Jim Rowley, CEO of Crunch gyms, also explained how gyms were focused to innovate—and quickly: “Our entire Crunch team, from the corporate staff to our network of franchisees, found innovation essential for survival. First and most importantly, our biggest lesson learned was that communication was critical in staying connected with our teams and keeping our members engaged as everyone grappled with a new normal. We launched new, innovative approaches to our operating model. This included taking equipment and classes outdoors in markets and climates where feasible, and making our streaming online workouts complimentary for all members.”

The chain of gyms also negotiated their leases and closed several office spaces to help stabilize their finances.

Give them something creative

One particular way to stand out is to be distinct, which can be achieved by thinking creatively. During the virus’ continued uncertain path, businesses were forced to get creative with their products or services in order to appeal to a wider audience. These companies needed to come up with entirely new products or services that were more relevant to the world and shifting circumstances. The restaurant industry was one of the hardest hit by the pandemic, with many restaurants having to close their doors.

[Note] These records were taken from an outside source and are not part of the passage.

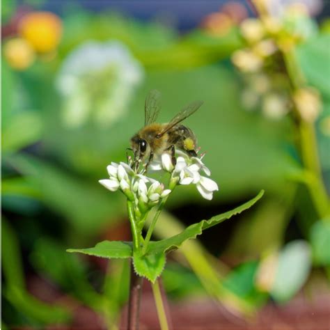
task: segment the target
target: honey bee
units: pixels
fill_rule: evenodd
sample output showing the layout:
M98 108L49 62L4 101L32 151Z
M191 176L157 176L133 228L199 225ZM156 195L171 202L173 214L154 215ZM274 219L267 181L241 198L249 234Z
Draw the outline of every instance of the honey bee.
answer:
M203 104L202 101L195 101L184 107L169 123L156 123L160 111L160 93L151 91L146 99L144 127L132 139L131 146L134 155L134 168L139 168L141 162L147 161L148 166L154 156L164 152L171 155L172 163L176 164L175 148L186 152L190 157L197 156L197 139L191 129L180 125L184 119L191 116Z

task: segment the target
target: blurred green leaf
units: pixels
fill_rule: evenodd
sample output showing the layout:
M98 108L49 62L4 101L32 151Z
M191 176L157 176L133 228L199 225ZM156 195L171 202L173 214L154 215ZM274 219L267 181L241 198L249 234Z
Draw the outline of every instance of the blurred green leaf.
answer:
M143 256L138 251L134 253L133 260L135 272L152 283L155 283L163 272L166 261L165 253L163 252Z
M252 261L238 266L224 278L223 286L246 301L260 306L267 300L267 294L255 286L258 265L258 261Z
M68 54L86 40L123 42L147 69L184 70L214 63L228 56L241 45L237 29L222 37L211 37L201 31L179 38L176 31L156 22L141 23L107 13L97 17L86 13L68 16L60 56Z
M3 128L3 152L17 151L36 143L41 137L42 129L42 120L38 113L28 111L16 114Z
M1 61L1 78L6 81L6 84L1 84L1 127L3 128L13 115L13 104L17 86L14 73L3 60Z
M2 292L20 313L41 323L67 322L70 313L65 308L40 301L26 292L19 246L13 230L2 219L2 270L5 285Z
M129 264L126 260L112 259L108 264L108 269L104 281L104 295L112 302L119 312L120 307L127 299L129 287ZM111 311L108 311L111 313Z
M43 237L36 242L30 260L35 269L84 303L100 309L102 297L86 278L87 267L77 256L65 253L65 247L52 239ZM49 267L49 260L52 260Z
M204 290L197 276L176 262L168 262L162 274L165 290L171 298L191 297L203 294Z
M311 228L313 258L317 266L330 265L330 219L314 223Z
M78 252L101 258L127 258L132 256L130 242L103 241L89 249L68 249L67 252Z
M36 189L40 189L43 203L62 214L76 230L86 235L98 233L102 225L124 212L124 207L120 209L119 196L110 195L99 187L96 180L87 182L58 166L24 154L8 157L6 160L29 176Z
M297 47L297 55L308 82L330 97L330 34L320 34Z
M28 178L17 177L3 179L1 182L2 196L22 196L40 198L40 191Z
M1 221L2 271L7 287L25 287L21 251L14 230L4 217Z
M17 310L42 324L67 322L71 317L67 308L45 304L17 287L6 288L3 292Z
M286 244L279 253L272 297L278 302L290 300L307 279L311 264L311 249L305 241L295 240Z
M187 239L196 238L198 235L203 233L203 230L207 229L213 226L217 225L221 222L230 219L235 214L241 213L253 206L264 194L264 191L261 191L258 196L252 198L249 202L239 206L238 207L226 212L222 214L212 217L209 220L202 220L198 223L187 227L183 232L171 237L162 239L157 242L150 242L148 246L147 255L153 255L158 253L164 253L171 250L178 249L181 244Z

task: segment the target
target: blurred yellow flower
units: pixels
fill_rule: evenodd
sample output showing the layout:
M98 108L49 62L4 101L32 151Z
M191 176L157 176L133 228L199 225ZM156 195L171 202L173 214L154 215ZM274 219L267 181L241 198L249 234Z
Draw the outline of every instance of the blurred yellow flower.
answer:
M35 58L31 45L22 38L15 38L6 42L3 54L12 68L21 70L29 68Z
M261 21L248 18L241 24L241 33L246 41L254 43L264 37L265 31Z
M52 13L33 12L23 17L19 31L36 52L47 53L54 50L60 42L62 22Z

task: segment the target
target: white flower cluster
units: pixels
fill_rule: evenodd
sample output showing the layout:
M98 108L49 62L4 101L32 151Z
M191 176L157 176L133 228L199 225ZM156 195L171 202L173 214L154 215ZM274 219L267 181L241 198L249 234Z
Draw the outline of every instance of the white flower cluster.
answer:
M164 184L135 173L129 165L123 162L120 164L111 162L107 169L109 178L100 180L99 182L111 191L120 189L130 201L144 210L171 193L170 189L164 189Z
M180 151L177 151L177 155L175 166L172 164L171 155L164 153L158 160L152 162L149 167L153 171L164 170L171 173L170 189L165 189L162 183L146 176L142 172L134 172L129 164L123 162L112 162L107 168L109 178L99 182L111 191L120 189L129 201L134 203L136 212L139 210L141 213L146 213L168 196L178 184L196 184L202 196L211 200L213 192L219 190L218 185L212 180L201 174L203 172L210 176L210 170L198 157L189 157Z
M56 79L67 126L110 125L125 115L144 72L119 41L86 41L64 60Z
M201 195L210 201L213 198L213 192L219 190L219 188L217 182L201 175L201 172L203 171L206 175L210 176L211 172L209 168L200 158L189 157L180 150L177 150L177 162L173 166L171 156L167 153L163 154L161 157L162 168L172 173L172 181L184 185L196 184ZM159 169L159 164L152 164L150 167L154 170Z

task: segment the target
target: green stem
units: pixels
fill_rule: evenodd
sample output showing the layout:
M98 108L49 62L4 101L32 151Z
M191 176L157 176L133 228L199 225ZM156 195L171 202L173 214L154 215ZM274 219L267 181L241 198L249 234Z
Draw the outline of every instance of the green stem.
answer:
M159 321L160 329L161 330L168 330L166 314L164 307L163 299L162 298L162 293L160 292L158 280L157 280L155 283L152 283L152 292L154 294L155 302L156 303L156 308L158 315L158 320Z
M145 254L146 252L147 251L148 244L149 244L149 242L151 238L151 235L152 235L152 232L154 231L157 221L158 220L158 217L159 217L159 214L162 212L162 210L163 210L164 205L165 205L165 203L166 203L166 201L167 201L167 197L165 197L159 203L158 206L158 209L156 212L156 214L155 214L154 218L152 219L152 221L150 223L150 226L149 226L149 228L148 228L147 235L146 235L146 238L144 239L144 244L143 244L143 248L142 249L142 254Z
M132 235L133 236L133 246L134 250L140 249L140 235L139 233L136 221L134 217L134 209L133 203L127 200L127 212L129 221L131 223Z
M295 90L305 86L306 81L297 62L294 51L283 52L283 56L292 88L292 93L294 93ZM329 201L322 176L314 125L301 118L297 109L294 111L298 119L296 123L298 127L301 159L304 166L311 177L311 180L307 180L307 187L316 211L322 219L329 213Z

Momoya, a sushi restaurant with locations in New York City, was no exception. The Japanese eatery immediately got creative. KwangHo Lee, owner of Momoya, says that his employees have exceptional while facing the pandemic. “I can never thank them enough for their selfless cooperation,” he says. “Momoya tries to build and maintain a work environment where employees feel recognized, respected, and protected; because of this, Momoya employees feel Momoya is their second home, and thus many employees are long-term members.”

He also points out that the strong “take-out game” has been key for their survival. “We expanded our delivery business quite a bit during the pandemic by signing up for more delivery platforms, running promotions, increasing delivery radius, and developing menus specific for promotions. If your food is good, promotions that increase your restaurant’s exposure to new customers will pay you back through returning customers,” He explains.

Whether it’s pivoting their business model or getting creative with their marketing, entrepreneurs are constantly asked to innovate in good and bad times. And though the last few years of the pandemic have not made it easy, many are managing to make it work and remain optimistic for the future.